# K-Armed Bandits

How to Learn from Evaluative Feedback in a Nonassociative Setting

K-armed bandits are a foundational method for solving problems based on evaluative instead of instructive feedback as used in supervised learning. The intention of this blog post is to introduce reinforcement learning in a simplified nonassociative setting in form of a $k$-armed bandit problem before we analyze associative settings, e.g. when the best action depends on a specific situation, as required for solving the ‘learning to rank problem’ introduced in Personalize Learning to Rank Results through Reinforcement Learning ðŸ˜„

Nonetheless, many problems can be formulated within the multi-armed bandit framework, which makes it a useful tool in a machine learning toolbox.

## The $k$-Armed Bandit Problem

Assume you are in a situation where you have to choose amongst k different options repeatedly. The set of options is also called *set of actions*. Each action is associated with a numerical reward from a stationary probability distribution. The primary goal is to maximize the expected total reward for some time period.

The problem formulation is the original form of the $k$-armed bandit problem, where the term and the problem resembles playing at a slot machine or *one-armed bandit* with $k = 1$. For $k = n$ each action selection corresponds to play one of the machine’s $n$ levers, where the rewards are the payoffs for hitting the jackpot. Another area of application would be a homogeneous group of shop visitors where a sales person tries to make the right offer from $k$ offers, with the reward being, that a shop visitor accepts and buys the offer. Here, we are already able to see the versatility of $k$-armed bandits, given a nonassociative setting with stationary reward distributions.

The *value* of an action is the expected or mean reward, given that the action is selected. Typically, the selected action at timestep $t$ is denoted as $A_t$ and the corresponding reward as $R_t$, subsequently the value of an arbitrary action $a$, denoted as $q_{*}(a)$, is the expected reward given the circumstance $a$ is selected:

$$ q_{*}(a) = \mathbb{E}[R_t | A_t = a] $$

Because we do not know the value $q_{*}(a)$ of each possible action with certainty, we need to maintain value estimates Q_t(a) with the goal to be close to $q_{*}(a)$.

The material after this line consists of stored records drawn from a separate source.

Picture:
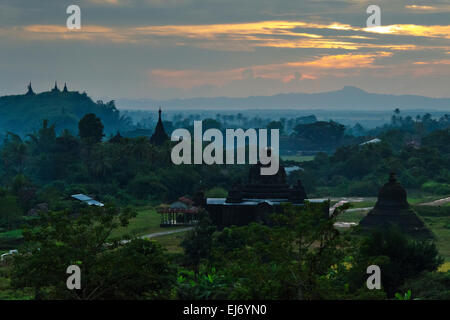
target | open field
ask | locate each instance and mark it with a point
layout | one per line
(146, 222)
(297, 158)
(171, 242)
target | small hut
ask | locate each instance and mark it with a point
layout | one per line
(180, 213)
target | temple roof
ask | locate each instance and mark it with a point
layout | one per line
(392, 208)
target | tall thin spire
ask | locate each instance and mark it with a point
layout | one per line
(30, 91)
(160, 136)
(55, 89)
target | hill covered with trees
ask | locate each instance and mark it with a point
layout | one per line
(23, 114)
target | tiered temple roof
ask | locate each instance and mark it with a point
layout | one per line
(392, 208)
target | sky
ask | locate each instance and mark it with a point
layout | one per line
(164, 49)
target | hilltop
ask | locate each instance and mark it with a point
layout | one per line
(24, 113)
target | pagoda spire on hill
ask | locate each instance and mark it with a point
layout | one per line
(30, 91)
(160, 136)
(55, 88)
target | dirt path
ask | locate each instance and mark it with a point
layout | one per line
(164, 233)
(436, 202)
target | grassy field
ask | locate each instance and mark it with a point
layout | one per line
(297, 158)
(171, 242)
(146, 222)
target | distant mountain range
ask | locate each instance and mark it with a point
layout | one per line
(348, 98)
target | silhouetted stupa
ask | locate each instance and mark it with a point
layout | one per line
(55, 88)
(30, 91)
(256, 200)
(160, 136)
(392, 208)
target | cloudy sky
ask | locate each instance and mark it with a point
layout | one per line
(192, 48)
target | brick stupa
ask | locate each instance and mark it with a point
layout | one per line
(392, 208)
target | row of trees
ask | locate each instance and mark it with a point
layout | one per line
(301, 256)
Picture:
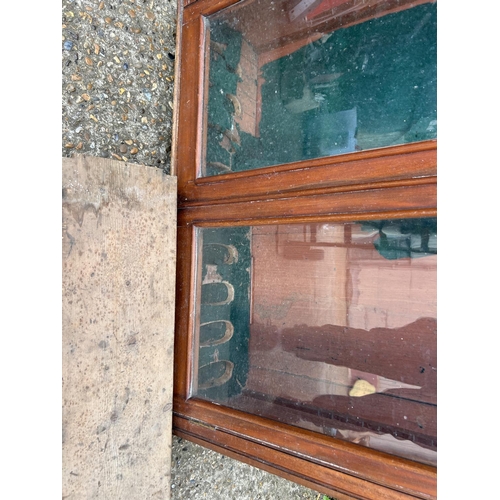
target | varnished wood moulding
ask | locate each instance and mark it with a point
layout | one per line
(366, 473)
(184, 311)
(199, 8)
(387, 164)
(258, 463)
(402, 198)
(191, 74)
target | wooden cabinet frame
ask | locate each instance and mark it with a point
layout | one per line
(392, 182)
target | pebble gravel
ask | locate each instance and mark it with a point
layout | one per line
(118, 59)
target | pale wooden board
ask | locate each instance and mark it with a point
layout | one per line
(118, 279)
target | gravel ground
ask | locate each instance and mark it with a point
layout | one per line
(201, 473)
(118, 59)
(118, 62)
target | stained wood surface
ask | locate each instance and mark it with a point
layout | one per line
(118, 279)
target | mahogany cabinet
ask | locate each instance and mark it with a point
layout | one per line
(305, 151)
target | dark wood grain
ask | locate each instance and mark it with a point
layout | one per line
(329, 461)
(392, 182)
(363, 201)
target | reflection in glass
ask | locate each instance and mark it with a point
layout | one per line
(301, 79)
(329, 327)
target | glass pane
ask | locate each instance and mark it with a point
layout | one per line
(328, 327)
(291, 81)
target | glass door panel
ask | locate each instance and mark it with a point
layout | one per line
(297, 80)
(325, 326)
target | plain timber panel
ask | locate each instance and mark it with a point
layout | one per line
(118, 279)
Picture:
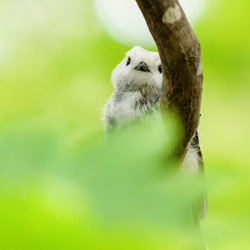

At each timestep $t$ there is at least one action with the greatest value amongst the maintained action value estimations. Those action are called $greedy$ actions. Selecting greedy actions corresponds to the *exploitation* of your current knowledge, wheras selecting a non-greedy action corresponds to the *exploration* of your knowledge by improving non-greedy action value estimates. If the goal is to maximize the reward at the current time step, choosing a greedy action is the right choice. Typically, however, this is a myopic approach to action selection, as *exploration* may lead to the discovery of actions with higher rewards by improving the action value estimations of non-greedy actions.